A rifle owner checks the sight of his rifle at a hunting camp property in 2010. Law-abiding firearms owners said the LGR was a costly and essentially worthless effort while other provisions in the laws left them open to serious criminal charges for very minor infractions or bureaucratic errors. While all other Canadian firearms laws remain very strict, the LGR was scrapped in 2012.
Photo Credit: Sean Kilpatrick/Canadian Pres

Canadian Long Gun Registry initiated-and cancelled

On December 1, 1998, a new law came into effect that required all owners of rifles and shotguns (Long guns) to register their firearms with authorities.

Although all (legally owned) handguns have been required to be registered since 1934, it was following the shootings of 14 female university students in Montreal on December 6,1989, that calls were made for stricter firearms controls on all firearms including long guns (rifles and shotguns).

Billion dollar registry

Originally estimated to cost taxpayers a mere $2 million dollars, the Long Gun Registry as it became commonly known was one aspect of new stricter firearms controls. However costs continued to balloon to what is thought to be possibly as high as two-billion, with additional costs of millions of dollars per year to maintain.

In addition, firearms owners said the LGR was fraught with inaccuracies and inconsistancies,

In the mid 1990’s other new laws had already come into effect requiring all firearms owners to themselves be “registered” through a firearms ownership programme known as PAL- Possession and Acquisition Licence. Several types of firearms were also banned (prohibited) such as .25cal and .32 cal pistols; and all pistols with barrels of 105mm or shorter.

Automatics, or so-called assault-rifles banned for decades

Automatic firearms, “assault rifles” have been banned since 1978, although some types of “assault-looking” firearms are allowed. These are semi-automatic as are most traditional looking rifles and some shotguns. Also banned are automatic guns that have been converted to semi-auto. Magazines for all rifles in Canada are limited to five bullets only, so any and all high-capacity magazines are banned.

Law abiding long gun owners saw the LGR as a wasteful redundancy as legal owners were already themselves “registered” after police background checks, and passing a classroom firearms course and written test.  They say the LGR proponents contention that it would prevent gun crime, murders, and make society “safer” could in no way be proven.

In 2010 the National Post newspaper ran the following quote from Dave Shipman, a retired 25-year veteran of the Winnipeg city police, who investigated violent crimes and homicides ,

“Never have I attended a killing where the registry of any of the weapons would have prevented that killing from occurring. The long-gun registry is not working to prevent gun crime, as it was intended. Criminals, including gang members, do not register their stolen or smuggled guns.”

Proponents had claimed that police access the computerized registry information over 14,000 times per day across Canada. However as registry information is automatically provided to when police check a car licence plate or address. But Royal Canadian Mounted Police report in their “Facts and Figures 2010” report that only 3.7 percent (530)of inquiries were actually firearms related.

In April 2012, a federal Conservative government bill became effective which ended the LGR and records began to be destroyed. Quebec however has launched a legal challenge to have information on Quebec residents preserved so that the province of Quebec can set up its own LGR.

LGR made no difference in downward trend of gun crime

Another legal challenge in Ontario to keep the LGR has recently failed.  An appeal in September of 2014 to the Ontario Superior Court claimed that the withdrawal of the LGR was unconstitutional.

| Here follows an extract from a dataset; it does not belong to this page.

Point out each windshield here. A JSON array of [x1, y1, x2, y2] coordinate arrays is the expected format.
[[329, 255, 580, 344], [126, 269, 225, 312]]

The Barbara Schlifer Clinic sought to show that the removal of the Registry denied women their rights under the Charter of Rights and Freedoms to: “life, liberty and security of the person” as guaranteed under the Charter of Rights.

In its judgment the court ruled that there was not sufficient evidence to conclude that the Registry had been of any measurable benefit to women and that statistically rates of firearms-related violence had been following a trend downward before the Registry and had not changed after the Registry had been withdrawn.